Public institutions to submit Integrity Plans to Special Prosecutor
Henceforth, all public institutions, Departments, Agencies, and Companies would be required to prepare and submit Integrity Plans to the Office of the Special Prosecutor (OSP).
This is part of the requirements set by the OSP as part of the rollout of the Ghana Corruption League Table, a research-based model designed to assess real and perceived levels of public sector corruption.
The Project, spearheaded by the OSP, will rank public sector agencies against each other on a corruption barometer and the results would be published annually on International Anti-corruption Day.
Speaking at the launch of the League in Accra, Mr Kissi Agyebeng, the Special Prosecutor, said the initiative was akin to a combination of the Corruption Perception Index programme of Transparency International and that of Afrobarometer.
He said the results of the Project would form the basis for enhanced pragmatic suppression and repression of corruption in the public sector.
“To this end, and as required by regulation 31(2) of the Office of the Special Prosecutor (Operations) Regulations, 2018 (L.I. 2374), the project would identify the causes that advance corruption in the public sector including deficiencies in regulations and procedures, deficiencies in administration of instructions (including lack of internal control mechanisms), individual interest (including greed, lack of ethicalness and legal awareness), and external influences (including public attitude, culture and traditions) – to facilitate the prevention of corruption,” he said.
Mr Agyebeng said the Integrity Plans to be submitted by all public institutions would assess the deficiencies in their regulations, procedures, policies, guidelines, administration instructions and internal control mechanisms.
That, he added, would help to determine the vulnerability and exposure of public institutions to corrupt practices and help manage their susceptibility to corruption and corruption-related offences.
“In sum, we will be documenting corruption, measuring corruption, ascertaining the breeding of corruption, naming and shaming peddlers of corruption, accessing the impact of anti-corruption initiatives and taking curative and remedial measures to crack down corruption,” he said.
Mr Alfred Tuah-Yeboah, the Deputy Attorney General and Deputy Minister of Justice, said he was confident that the Corruption League Table would be used as an important gauge by the public sector agencies in managing corruption risks when conducting businesses.
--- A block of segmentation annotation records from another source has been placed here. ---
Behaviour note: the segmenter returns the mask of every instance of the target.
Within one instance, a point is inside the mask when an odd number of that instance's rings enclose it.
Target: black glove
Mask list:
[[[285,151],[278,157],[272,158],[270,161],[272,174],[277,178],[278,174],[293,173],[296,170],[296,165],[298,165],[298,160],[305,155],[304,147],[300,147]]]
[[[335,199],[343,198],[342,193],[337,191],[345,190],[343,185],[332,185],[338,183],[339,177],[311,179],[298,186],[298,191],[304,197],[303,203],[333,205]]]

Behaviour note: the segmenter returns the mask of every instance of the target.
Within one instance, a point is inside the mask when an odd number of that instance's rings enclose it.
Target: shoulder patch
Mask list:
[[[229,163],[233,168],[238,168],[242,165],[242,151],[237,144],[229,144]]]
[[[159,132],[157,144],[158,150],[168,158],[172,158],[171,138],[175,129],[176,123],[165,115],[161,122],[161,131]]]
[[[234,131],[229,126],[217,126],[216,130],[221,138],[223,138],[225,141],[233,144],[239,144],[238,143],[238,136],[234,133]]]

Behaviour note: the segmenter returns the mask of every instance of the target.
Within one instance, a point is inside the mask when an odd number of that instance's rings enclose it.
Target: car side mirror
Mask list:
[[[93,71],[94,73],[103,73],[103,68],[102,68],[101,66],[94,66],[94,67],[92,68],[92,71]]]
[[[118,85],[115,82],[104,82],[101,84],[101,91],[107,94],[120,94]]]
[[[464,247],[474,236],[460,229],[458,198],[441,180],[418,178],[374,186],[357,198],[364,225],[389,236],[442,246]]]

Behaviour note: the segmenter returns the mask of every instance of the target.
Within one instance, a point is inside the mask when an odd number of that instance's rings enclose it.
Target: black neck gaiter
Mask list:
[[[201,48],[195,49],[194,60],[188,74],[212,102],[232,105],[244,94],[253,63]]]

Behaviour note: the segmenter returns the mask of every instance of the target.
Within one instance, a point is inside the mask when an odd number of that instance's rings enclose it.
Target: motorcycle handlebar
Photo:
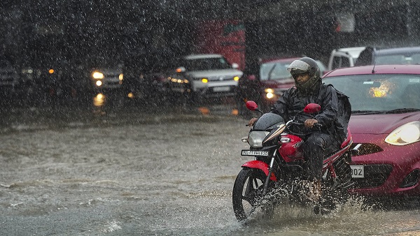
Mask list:
[[[304,122],[301,121],[290,121],[289,122],[287,122],[286,124],[288,126],[290,124],[304,125]],[[319,123],[315,123],[314,124],[314,127],[322,127],[322,124]]]

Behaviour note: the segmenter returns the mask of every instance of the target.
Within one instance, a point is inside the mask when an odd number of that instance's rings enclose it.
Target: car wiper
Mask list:
[[[352,110],[351,114],[355,115],[370,115],[384,113],[383,110]]]
[[[418,109],[418,108],[400,108],[400,109],[394,109],[394,110],[387,110],[386,112],[384,112],[384,114],[405,113],[405,112],[417,112],[419,110],[420,110],[420,109]]]

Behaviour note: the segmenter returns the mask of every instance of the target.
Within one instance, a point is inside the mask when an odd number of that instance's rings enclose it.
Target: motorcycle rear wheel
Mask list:
[[[258,207],[265,179],[265,174],[259,169],[244,168],[238,174],[232,194],[233,210],[238,221],[248,219]]]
“It will prompt the agencies to review their compliance programmes, identify any compliance risks that may be previously undetected and make adjustments accordingly,” he said.
Mr Tuah-Yeboah rallied the citizenry to support the Government to combat corruption, stressing that the Government alone could not eliminate the canker.
“Drawing lessons from a compendium of case studies from around the world, no government can fight corruption without the involvement of citizens.
“Corruption should be fought vigorously by all citizens. The fight against corruption should not be left in the hands of government alone,” he said.
The Office of the Special Prosecutor Act, 2017 (Act 959) which came into force on 2 January 2018, established the Office of the Special Prosecutor.
The OSP exist as an independent anti-corruption agency, with the mandate of investigating and prosecuting specific cases of alleged or suspected corruption and corruption-related offences in the public and private sectors.
It also has the duty to recover the proceeds of such acts by disgorging illicit and unexplained wealth and taking steps to prevent corruption.